Spectre du troisième mandat : La fièvre de la longévité gagne e Sénégal

lun, 10/09/2017 - 08:40

Il ne manquait plus que cela. Alors que l’Etat travaille à renouer le fil du dialogue avec son opposition pour aplanir les difficultés qui sont nombreuses par les temps qui courent, voilà qu’un professeur d’Université, Babacar Guèye vient nous raconter ce qu’il tient comme réalité laquelle pourrait, si elle survenait, causer de graves troubles à notre pays.

Eh bien, cette réalité si abjecte, c’est le spectre du troisième mandat, celui qui est à la base de tous les conflits dans la plupart des pays africains.

Voici ce que dit le Professeur, invité du Grand Jury sur la Rfm : « Quelque chose a été oublié lorsqu’on a rédigé la constitution. On a du oublier de prévoir des dispositions transitoires qu’il fallait ajouter pour prévoir que le mandat en cours, celui de 2012-2019 du président Sall, fait partie du décompte des deux mandats que le président peut avoir. Le mandat en cours, si nous appliquons la constitution à la lettre, on peut considérer qu’il ne fait pas partie du décompte. Ce qui fait que le président Macky Sall en 2024 peut briguer un mandat comme l’avait fait le président Wade ». Exactement comme du temps de Wade où les arguments différaient en fonction des prises de position de l’armada des juristes mobilisés par un camp ou par un autre.

Mieux, le Président Sall a fait partie de ceux qui avaient partagé les positions de l’opposition de l’époque elle qui soutenait, mordicus, que « Wade n’avait pas droit à un troisième mandat ». Nous croyons ce débat bien loin derrière nous. Mais non, il a fallait que quelqu’un d’une grandeur intellectuelle incontestable revienne sur là-dessus. Malheureusement, rien n’est gratuit. Et il n’y a pas de hasard. La démarche nous semble réfléchie et ressemble fort à un ballon de sonde qui prépare ce qui pourrait s’apparenter à une forfaiture.

Car, tout le monde sait y compris les non-juristes que les Constitutions modernes consacrent les deux mandats. Le Président Sall n’a pas respecté sa promesse de campagne de réduire son mandat de 7 à 5 ans. Il est en train de faire 7 ans. Si l’on doit y ajouter un éventuel mandat de 5 ans en 2019 et à la faveur d’une réélection un autre de 5 ans, il va alors faire 17 ans au pouvoir. Entre nous, il n’y a aucun sérieux dans tout cela.

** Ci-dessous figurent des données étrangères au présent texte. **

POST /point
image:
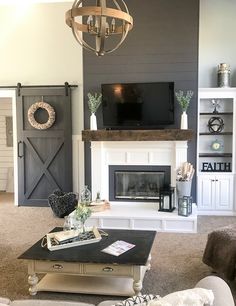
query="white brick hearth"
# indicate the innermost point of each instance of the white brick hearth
(137, 215)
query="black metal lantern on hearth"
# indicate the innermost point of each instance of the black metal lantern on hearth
(167, 199)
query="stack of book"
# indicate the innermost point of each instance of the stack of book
(99, 206)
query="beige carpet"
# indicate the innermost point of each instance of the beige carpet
(176, 258)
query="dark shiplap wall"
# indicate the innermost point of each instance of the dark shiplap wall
(163, 46)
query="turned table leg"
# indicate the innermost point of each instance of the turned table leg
(33, 280)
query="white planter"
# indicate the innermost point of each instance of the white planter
(93, 122)
(184, 121)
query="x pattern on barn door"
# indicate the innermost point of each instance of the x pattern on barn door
(44, 156)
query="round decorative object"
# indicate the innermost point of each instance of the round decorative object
(215, 125)
(216, 145)
(51, 115)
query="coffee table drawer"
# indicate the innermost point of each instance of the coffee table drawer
(56, 267)
(118, 270)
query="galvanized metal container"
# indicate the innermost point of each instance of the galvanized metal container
(223, 74)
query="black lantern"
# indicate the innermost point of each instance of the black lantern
(166, 199)
(185, 206)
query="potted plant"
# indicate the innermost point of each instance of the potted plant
(94, 101)
(184, 178)
(184, 100)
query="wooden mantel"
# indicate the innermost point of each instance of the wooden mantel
(137, 135)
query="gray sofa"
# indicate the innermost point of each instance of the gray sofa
(221, 291)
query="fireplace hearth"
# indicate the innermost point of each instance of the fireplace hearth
(137, 182)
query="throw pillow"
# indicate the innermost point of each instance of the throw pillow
(189, 297)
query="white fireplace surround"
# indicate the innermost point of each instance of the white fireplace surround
(147, 153)
(137, 215)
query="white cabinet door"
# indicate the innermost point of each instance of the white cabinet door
(215, 192)
(206, 192)
(224, 192)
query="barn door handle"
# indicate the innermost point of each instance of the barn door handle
(20, 145)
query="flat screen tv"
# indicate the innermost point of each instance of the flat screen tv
(138, 105)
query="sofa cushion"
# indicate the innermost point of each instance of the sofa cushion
(138, 299)
(47, 303)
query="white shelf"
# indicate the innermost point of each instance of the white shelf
(215, 189)
(144, 216)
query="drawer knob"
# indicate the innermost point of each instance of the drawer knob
(107, 269)
(57, 267)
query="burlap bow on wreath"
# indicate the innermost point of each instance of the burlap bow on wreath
(51, 115)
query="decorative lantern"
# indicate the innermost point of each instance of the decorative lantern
(166, 200)
(185, 206)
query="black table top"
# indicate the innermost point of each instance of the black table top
(91, 253)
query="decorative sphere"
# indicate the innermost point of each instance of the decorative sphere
(215, 125)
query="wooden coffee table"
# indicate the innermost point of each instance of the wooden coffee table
(85, 269)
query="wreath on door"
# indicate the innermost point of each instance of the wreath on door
(51, 115)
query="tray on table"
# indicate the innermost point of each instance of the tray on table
(91, 235)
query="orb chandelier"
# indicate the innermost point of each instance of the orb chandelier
(99, 22)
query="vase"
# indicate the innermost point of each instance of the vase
(184, 121)
(183, 188)
(93, 122)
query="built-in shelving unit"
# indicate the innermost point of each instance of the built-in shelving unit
(216, 151)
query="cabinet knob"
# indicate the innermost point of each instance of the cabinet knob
(107, 269)
(57, 267)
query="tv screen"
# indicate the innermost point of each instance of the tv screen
(138, 105)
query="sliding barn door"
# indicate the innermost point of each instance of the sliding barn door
(44, 155)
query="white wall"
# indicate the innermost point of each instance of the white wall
(38, 48)
(6, 153)
(217, 42)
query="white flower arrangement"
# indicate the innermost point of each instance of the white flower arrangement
(184, 99)
(185, 172)
(94, 101)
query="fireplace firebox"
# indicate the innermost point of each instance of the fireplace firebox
(137, 182)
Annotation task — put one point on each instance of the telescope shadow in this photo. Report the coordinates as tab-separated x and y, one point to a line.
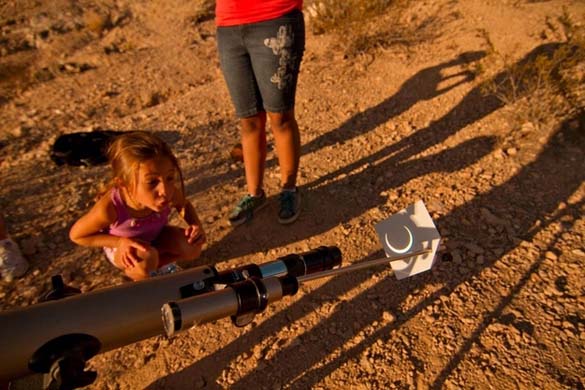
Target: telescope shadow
520	199
346	194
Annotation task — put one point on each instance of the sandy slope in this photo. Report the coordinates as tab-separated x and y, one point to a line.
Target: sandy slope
379	131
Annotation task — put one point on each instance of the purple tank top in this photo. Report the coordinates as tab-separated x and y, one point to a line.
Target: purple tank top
146	228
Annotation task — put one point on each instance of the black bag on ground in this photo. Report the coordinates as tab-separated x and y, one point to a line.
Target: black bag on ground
83	149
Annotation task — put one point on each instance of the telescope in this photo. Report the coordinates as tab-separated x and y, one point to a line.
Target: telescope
57	337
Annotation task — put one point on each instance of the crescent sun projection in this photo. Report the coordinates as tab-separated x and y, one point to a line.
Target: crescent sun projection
401	250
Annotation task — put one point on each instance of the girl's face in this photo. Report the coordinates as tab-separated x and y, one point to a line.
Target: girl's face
155	186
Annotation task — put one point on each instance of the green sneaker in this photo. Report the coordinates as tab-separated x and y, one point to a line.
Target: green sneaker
290	206
246	207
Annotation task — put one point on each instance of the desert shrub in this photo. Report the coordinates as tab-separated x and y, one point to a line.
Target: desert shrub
361	26
204	10
329	15
548	86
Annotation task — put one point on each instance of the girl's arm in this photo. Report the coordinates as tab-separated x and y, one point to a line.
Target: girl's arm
195	232
87	231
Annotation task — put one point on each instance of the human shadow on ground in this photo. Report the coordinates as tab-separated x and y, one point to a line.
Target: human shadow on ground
424	85
529	196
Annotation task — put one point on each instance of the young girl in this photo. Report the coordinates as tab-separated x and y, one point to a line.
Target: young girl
130	219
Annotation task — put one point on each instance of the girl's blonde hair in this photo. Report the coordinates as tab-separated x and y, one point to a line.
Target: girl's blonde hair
129	150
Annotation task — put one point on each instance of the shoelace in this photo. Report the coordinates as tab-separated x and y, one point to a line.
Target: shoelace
246	202
287	200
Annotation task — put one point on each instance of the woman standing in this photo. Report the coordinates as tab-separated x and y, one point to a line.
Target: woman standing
261	44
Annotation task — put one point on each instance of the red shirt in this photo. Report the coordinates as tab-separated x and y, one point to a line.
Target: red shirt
235	12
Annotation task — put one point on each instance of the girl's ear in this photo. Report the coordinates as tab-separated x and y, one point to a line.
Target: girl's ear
118	182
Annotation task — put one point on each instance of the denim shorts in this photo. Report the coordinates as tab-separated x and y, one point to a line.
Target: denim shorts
261	61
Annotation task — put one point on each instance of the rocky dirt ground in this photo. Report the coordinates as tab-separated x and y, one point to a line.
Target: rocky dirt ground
503	308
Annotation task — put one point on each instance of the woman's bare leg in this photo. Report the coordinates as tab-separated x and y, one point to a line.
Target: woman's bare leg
288	145
253	131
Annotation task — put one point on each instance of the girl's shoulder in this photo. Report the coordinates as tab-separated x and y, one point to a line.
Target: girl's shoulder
106	206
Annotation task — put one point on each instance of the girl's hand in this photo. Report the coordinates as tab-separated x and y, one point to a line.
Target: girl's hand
195	235
128	249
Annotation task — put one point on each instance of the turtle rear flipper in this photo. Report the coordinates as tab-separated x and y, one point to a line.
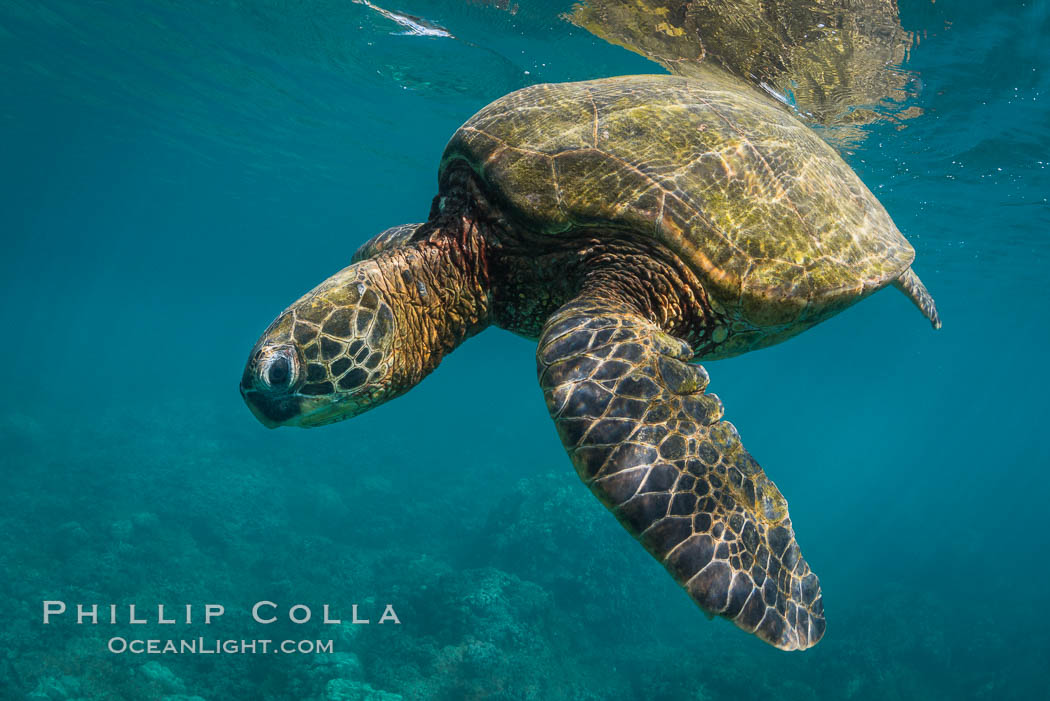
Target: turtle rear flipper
909	283
651	445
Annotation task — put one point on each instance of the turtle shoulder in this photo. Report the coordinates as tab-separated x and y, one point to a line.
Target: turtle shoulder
780	230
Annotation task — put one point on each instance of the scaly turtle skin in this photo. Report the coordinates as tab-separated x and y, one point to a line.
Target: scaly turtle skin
631	225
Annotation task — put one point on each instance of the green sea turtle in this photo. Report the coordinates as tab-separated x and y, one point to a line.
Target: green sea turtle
632	226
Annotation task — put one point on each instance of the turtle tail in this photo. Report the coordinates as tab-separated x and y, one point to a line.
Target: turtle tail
909	283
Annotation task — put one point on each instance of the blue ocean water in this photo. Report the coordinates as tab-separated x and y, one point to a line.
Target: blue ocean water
173	175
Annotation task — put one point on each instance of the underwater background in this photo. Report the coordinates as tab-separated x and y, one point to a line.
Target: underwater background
173	174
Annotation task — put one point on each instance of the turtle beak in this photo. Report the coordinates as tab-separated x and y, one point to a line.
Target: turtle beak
272	411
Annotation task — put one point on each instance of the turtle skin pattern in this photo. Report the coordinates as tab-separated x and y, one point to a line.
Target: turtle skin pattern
778	228
651	445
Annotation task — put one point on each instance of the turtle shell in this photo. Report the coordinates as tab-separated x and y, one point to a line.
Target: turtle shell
777	227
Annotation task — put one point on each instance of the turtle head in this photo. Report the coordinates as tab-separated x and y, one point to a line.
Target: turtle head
331	355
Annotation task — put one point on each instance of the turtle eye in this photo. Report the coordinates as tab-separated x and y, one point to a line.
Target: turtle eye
277	372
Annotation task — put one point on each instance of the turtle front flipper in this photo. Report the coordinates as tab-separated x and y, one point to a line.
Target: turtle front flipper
643	434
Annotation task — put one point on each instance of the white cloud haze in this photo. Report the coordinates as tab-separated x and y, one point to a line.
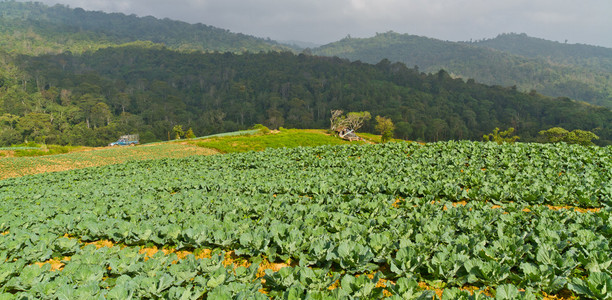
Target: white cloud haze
324	21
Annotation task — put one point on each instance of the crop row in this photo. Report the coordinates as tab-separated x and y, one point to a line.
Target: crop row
349	210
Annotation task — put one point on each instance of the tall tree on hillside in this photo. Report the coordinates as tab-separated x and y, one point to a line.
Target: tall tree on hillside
385	127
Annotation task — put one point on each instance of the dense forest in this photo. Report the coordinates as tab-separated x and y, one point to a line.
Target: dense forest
560	70
68	76
90	98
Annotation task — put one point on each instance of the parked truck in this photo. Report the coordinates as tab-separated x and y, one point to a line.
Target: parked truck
126	140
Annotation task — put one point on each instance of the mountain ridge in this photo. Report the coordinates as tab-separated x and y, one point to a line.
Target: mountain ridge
579	78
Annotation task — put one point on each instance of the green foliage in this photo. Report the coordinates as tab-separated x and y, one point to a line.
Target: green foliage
577	71
35	29
178	132
558	134
501	137
91	97
263	129
289	138
385	127
189	134
337	211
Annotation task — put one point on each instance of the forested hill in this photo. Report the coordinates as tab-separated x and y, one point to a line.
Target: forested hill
599	58
93	97
34	28
577	71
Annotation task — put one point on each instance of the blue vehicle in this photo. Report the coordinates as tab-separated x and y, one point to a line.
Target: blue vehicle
126	140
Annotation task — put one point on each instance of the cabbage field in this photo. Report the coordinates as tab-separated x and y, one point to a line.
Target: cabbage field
451	220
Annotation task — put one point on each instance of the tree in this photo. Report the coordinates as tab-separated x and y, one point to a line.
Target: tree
501	137
385	127
354	120
178	132
555	134
351	122
336	120
558	134
189	134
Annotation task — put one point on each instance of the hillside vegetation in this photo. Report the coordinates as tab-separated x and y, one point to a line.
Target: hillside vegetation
580	72
33	28
100	89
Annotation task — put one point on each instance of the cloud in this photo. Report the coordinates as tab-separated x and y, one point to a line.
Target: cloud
325	21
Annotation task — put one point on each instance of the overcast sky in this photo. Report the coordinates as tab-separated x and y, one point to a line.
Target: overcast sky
325	21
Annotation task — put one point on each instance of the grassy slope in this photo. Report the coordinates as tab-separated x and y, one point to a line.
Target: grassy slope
21	166
91	157
286	138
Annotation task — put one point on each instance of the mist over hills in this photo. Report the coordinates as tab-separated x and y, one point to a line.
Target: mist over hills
69	76
34	28
580	72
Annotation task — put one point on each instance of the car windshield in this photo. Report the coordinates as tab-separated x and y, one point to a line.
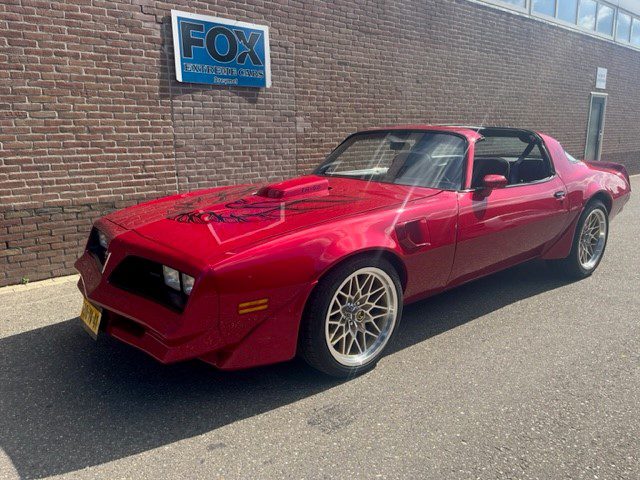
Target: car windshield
417	158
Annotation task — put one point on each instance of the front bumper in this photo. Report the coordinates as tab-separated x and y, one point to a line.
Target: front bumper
209	327
164	333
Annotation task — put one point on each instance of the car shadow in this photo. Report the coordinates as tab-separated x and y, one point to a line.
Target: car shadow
67	402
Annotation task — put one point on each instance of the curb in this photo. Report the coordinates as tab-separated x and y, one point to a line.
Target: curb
39	284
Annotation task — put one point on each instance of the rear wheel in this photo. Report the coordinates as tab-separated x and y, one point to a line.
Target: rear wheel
589	243
351	316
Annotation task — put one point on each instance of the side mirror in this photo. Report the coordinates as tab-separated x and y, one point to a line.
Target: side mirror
489	182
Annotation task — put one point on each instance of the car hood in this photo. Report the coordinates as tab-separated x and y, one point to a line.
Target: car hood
207	223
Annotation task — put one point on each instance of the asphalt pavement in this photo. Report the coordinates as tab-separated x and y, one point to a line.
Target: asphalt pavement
518	375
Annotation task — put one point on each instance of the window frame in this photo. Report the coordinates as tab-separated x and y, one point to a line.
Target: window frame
465	160
543	149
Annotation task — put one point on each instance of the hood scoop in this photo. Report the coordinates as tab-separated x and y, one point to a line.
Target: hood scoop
309	185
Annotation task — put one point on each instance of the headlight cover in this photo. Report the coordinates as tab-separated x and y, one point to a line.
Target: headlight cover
177	280
171	277
187	283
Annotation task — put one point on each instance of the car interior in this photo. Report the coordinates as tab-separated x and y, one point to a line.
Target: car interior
515	154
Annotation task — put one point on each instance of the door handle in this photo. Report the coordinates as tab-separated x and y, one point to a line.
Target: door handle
413	234
560	194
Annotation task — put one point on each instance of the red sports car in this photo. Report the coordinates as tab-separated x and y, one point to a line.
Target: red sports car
321	265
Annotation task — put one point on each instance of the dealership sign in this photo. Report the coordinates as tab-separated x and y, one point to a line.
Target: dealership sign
217	51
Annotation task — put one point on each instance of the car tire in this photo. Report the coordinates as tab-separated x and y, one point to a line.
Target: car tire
350	317
589	243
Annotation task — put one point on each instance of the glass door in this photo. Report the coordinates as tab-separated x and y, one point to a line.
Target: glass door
595	127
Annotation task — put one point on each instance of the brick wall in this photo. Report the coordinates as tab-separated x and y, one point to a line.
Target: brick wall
91	118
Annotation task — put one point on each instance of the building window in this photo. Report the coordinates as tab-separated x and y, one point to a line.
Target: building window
587	14
517	3
635	33
623	29
568	10
546	7
598	17
605	19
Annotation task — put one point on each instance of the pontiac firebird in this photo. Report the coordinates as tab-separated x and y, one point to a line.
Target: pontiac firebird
321	265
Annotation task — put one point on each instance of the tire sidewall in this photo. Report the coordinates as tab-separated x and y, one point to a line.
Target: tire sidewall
316	313
575	253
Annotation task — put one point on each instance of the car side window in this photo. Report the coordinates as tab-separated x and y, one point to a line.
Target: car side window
516	155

Tout le monde sait en effet que les textes de loi sont sujets à interprétations de différentes formes et que les acteurs ne sont pas toujours d’accord sur leurs sens. Cependant, le Professeur Guèye sait pertinemment que le recours aux travaux préparatoires pour bien comprendre l’esprit qui a guidé le législateur est un mode d’interprétation sûr si le corps de la loi semble être en contradiction avec ce que ce dernier a voulu instaurer comme règle.

Or, nous sommes loin de 2024. Il y a la Présidentielle de 2019 dont les résultats sont loin d’être acquis d’avance en tout cas pour les esprits simples que nous sommes.

Faire des projections sur 2024 et ‘’permettre’’ au Président Sall de faire un troisième mandat pour un spécialiste qui connait l’esprit du Constituant me semble relever d’une mauvaise foi.

Certes les avis techniques peuvent heurter du fait de leur scientificité mais, en l’espèce, nous sommes loin de croire en l’innocence du professeur.

Ces avis dangereux et attentatoire à l’ordre et à la sécurité publique, on les garde pour soi d’autant plus que, personne ne semble s’intéresser à la question. A moins que, discrètement, un plan ne soit ourdi pour des objectifs inavouables.

En tout état de cause, les populations africaines y compris celles de la Rdc, de la Guinée qui soupçonnent le manège et bien d’autres pays comme la Mauritanie savent que si elles ne font rien, leurs Présidents pourraient tenter d’avoir un troisième mandat, ne serait-ce que par référendum.

Dans le cas du Sénégal, le Professeur Guèye est en train de dire au Président Sall qu’il n’aura même pas besoin d’un référendum, « la Constitution le permet ».

Alors, c’est à Macky de se hisser au-dessus de la mêlé en respectant son serment, ses promesses de campagne, ses compatriotes. Car, ici, dans notre pays, tout, y compris le meurtre, se justifie. Quel que soit ce que vous aurez fait et le caractère ignoble de votre acte, vous trouverez toujours un théoricien capable de le justifier. Mais cela ne doit pas encourager l’insensé. Car, ce serait insensé pour tout président sénégalais de tenter de faire un troisième tour. Parce que tout simplement, les Sénégalais n’en veulent pas conformément à l’esprit de la Constitution.